In the last 10 years, courts have rejected many objections by insurers attempting to avoid AI obligations to parties seeking coverage, known as putative additional insureds, who are typically owners and general contractors. Recently, two high court decisions continue the trend toward finding that coverage applies.

This series first briefly traces the evolution of ISO AI wording generating controversy. It reviews how various past attempts by insurers to restrict coverage have failed and then examines recent decisions that reject insurers' latest arguments.

This article discusses how recent authority rejects the argument that AI coverage is premature until a jury verdict is rendered in the underlying tort claim. The second related article, "Additional Insured Obstacles Fall: Is Coverage Restricted?," reviews the split in authority on whether AI coverage is limited to vicarious liability and how a newer stronger line of decisions finds no such restriction.

Additional Insured Wording Changes

Typically, owners and general contractors require AI coverage from contractors who then buy policies with endorsements to meet those contractual insurance procurement obligations.
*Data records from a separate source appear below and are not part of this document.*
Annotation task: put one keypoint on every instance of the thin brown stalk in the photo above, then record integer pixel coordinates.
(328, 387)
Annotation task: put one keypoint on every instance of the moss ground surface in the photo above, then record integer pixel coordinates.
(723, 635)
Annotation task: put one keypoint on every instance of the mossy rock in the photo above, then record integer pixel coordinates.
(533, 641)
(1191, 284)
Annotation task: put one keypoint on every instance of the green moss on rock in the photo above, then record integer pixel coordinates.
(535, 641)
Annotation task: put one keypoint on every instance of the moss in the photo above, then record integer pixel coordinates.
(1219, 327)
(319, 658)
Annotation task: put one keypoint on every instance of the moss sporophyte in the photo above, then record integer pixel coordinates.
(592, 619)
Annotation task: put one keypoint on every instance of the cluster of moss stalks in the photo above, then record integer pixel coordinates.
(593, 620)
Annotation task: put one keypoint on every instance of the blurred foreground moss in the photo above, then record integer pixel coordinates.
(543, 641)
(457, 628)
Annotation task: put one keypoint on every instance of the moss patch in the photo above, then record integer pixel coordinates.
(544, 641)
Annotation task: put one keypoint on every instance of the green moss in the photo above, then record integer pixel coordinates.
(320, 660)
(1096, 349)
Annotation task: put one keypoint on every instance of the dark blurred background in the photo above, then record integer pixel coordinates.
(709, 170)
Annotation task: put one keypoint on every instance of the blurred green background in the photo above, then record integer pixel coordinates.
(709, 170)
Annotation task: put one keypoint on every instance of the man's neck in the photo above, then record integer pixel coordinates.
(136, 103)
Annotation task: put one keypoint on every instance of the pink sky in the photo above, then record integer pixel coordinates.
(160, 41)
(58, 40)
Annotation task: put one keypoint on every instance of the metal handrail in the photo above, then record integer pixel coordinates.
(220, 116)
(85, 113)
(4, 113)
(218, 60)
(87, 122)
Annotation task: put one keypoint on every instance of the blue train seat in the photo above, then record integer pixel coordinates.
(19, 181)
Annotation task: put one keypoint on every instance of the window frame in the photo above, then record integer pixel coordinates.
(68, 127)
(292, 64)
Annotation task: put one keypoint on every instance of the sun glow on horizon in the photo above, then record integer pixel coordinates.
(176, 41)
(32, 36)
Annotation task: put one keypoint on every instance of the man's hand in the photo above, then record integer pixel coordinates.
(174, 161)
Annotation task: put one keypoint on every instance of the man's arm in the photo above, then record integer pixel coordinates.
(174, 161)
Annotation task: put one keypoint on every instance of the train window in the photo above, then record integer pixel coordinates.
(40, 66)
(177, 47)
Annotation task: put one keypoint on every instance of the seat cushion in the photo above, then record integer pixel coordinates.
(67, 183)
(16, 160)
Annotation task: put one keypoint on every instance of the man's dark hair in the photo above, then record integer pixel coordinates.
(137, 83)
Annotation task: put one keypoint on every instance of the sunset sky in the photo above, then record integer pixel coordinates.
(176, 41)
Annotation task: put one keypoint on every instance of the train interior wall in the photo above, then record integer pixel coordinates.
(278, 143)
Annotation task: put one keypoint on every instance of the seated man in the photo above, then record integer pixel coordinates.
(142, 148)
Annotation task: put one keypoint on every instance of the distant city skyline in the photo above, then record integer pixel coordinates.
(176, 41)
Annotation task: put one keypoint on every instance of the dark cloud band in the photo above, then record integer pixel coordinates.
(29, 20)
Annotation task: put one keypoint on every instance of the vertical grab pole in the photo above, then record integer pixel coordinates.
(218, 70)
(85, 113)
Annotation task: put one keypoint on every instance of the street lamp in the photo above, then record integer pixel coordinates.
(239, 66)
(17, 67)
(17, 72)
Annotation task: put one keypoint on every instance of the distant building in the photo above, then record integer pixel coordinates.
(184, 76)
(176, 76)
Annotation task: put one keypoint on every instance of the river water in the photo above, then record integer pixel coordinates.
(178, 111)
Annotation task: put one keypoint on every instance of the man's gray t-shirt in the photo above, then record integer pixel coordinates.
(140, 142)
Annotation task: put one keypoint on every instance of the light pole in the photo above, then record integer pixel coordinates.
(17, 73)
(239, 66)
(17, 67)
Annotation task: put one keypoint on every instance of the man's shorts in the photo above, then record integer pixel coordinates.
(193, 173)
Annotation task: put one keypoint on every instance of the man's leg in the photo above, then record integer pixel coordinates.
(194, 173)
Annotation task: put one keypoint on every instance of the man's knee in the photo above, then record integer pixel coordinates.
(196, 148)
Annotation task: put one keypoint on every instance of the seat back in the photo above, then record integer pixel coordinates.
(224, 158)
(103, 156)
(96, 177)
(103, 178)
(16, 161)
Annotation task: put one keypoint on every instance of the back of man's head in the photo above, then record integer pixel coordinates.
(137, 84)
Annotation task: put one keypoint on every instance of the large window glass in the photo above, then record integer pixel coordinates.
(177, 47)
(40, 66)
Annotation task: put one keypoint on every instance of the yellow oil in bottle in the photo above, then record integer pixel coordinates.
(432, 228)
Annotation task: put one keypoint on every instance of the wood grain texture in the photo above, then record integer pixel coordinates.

A review of the subtle evolution to AI endorsements is helpful to lay a foundation, because every word and comma has been parsed. Before 2004, the ISO additional insured endorsements Additional Insured—Owners Lessees or Contractors (Form B) (20 10 11 85) and Additional Insured—Owners Lessees or Contractors—Scheduled Person or Organization (20 10 10 01) contained a broad "arising out of" the named insured's work or operations trigger providing in pertinent part respectively as follows.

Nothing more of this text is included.